Houses surround the Valongo Wharf, in Rio de Janeiro, Brazil, on June 28, 2017.
Houses surround the Valongo Wharf, in Rio de Janeiro, Brazil, on June 28, 2017.PHOTO: AFP
The Valongo Wharf in Rio de Janeiro, Brazil on June 28, 2017.
The Valongo Wharf in Rio de Janeiro, Brazil on June 28, 2017.PHOTO: AFP
A passer-by takes a snapshot at the Valongo Wharf, in Rio de Janeiro, Brazil, on June 28, 2017.
A passer-by takes a snapshot at the Valongo Wharf, in Rio de Janeiro, Brazil, on June 28, 2017.PHOTO: AFP

WARSAW (AFP) - The Valongo wharf in Rio de Janeiro where slaves from Africa first arrived in Brazil has been added to the list of World Heritage sites, Unesco announced on Sunday (July 9).

The committee of the UN cultural body, meeting in Krakow, Poland, said Valongo was a reminder of the estimated 900,000 Africans who were brought there by slave traders starting in 1811.

The old stone wharf "is the most important physical trace of the arrival of African slaves on the American continent," Unesco said on its website.

For Valongo, the world heritage honour makes it a twin with Ile de Goree, a small island near Dakar harbour that was chosen in 1978 as the emblem of the departure points for slaves from west Africa on their way to the Americas.

Valongo deserved the recognition like Auschwitz and Hiroshima "to make us remember those parts of the history of humanity that must not be forgotten," historian Katia Bogea, head of Brazil's national heritage institute (IPHAN) told the Unesco committee.

Today the Valongo site is not on the water, but well inland, following expansion of the original city. The remains were only discovered by accident in 2011 during massive works to refurbish the port area for the 2016 Olympics.

Historians had known that this was the area where the biggest slave trade in the Americas was centred, but few Brazilians were aware.
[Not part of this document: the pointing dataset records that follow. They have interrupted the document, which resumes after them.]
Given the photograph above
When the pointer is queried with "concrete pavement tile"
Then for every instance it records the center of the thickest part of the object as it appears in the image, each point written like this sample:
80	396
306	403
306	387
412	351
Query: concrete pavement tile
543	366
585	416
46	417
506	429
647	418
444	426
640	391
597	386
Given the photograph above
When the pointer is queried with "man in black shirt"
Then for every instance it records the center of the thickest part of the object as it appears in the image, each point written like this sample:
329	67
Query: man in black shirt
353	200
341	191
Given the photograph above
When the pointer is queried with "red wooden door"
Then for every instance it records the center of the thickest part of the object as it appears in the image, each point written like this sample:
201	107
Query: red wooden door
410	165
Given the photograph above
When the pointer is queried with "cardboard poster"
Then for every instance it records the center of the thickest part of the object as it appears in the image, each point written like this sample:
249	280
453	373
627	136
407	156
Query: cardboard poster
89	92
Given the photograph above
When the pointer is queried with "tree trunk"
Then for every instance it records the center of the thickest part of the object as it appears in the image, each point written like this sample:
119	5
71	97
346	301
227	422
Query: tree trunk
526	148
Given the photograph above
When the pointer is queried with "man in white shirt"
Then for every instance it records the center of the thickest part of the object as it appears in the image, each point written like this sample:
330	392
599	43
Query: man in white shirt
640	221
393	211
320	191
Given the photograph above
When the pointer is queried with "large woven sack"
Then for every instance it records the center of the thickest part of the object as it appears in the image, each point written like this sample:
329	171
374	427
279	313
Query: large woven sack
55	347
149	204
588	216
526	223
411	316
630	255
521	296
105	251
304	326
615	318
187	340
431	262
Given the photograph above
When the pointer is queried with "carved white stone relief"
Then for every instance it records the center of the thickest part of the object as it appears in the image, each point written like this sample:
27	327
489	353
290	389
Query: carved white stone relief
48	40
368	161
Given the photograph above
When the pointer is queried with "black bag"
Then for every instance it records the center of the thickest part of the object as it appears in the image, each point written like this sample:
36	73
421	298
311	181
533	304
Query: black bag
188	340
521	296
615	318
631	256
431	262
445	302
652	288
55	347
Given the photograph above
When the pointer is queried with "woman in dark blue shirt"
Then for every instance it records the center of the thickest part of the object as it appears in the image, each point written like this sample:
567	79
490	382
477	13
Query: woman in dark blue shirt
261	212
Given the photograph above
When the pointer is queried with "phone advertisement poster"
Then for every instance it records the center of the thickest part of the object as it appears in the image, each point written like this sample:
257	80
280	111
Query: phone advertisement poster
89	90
Nearby, a couple discovered by chance that their house was sitting on a mass grave of what could be tens of thousands of slaves.

Valongo is where the slaves, often emaciated and sick after the voyage, were taken to be quarantined, sorted and sold.

"It's a unique memorial, containing the last remaining vestiges of the slaves' arrival," anthropologist Milton Guran recently told AFP.

Guran also pointed to a far reaching consequence to Unesco status: "It will oblige Brazil to recognize its African roots" and will also encourage educational tourism.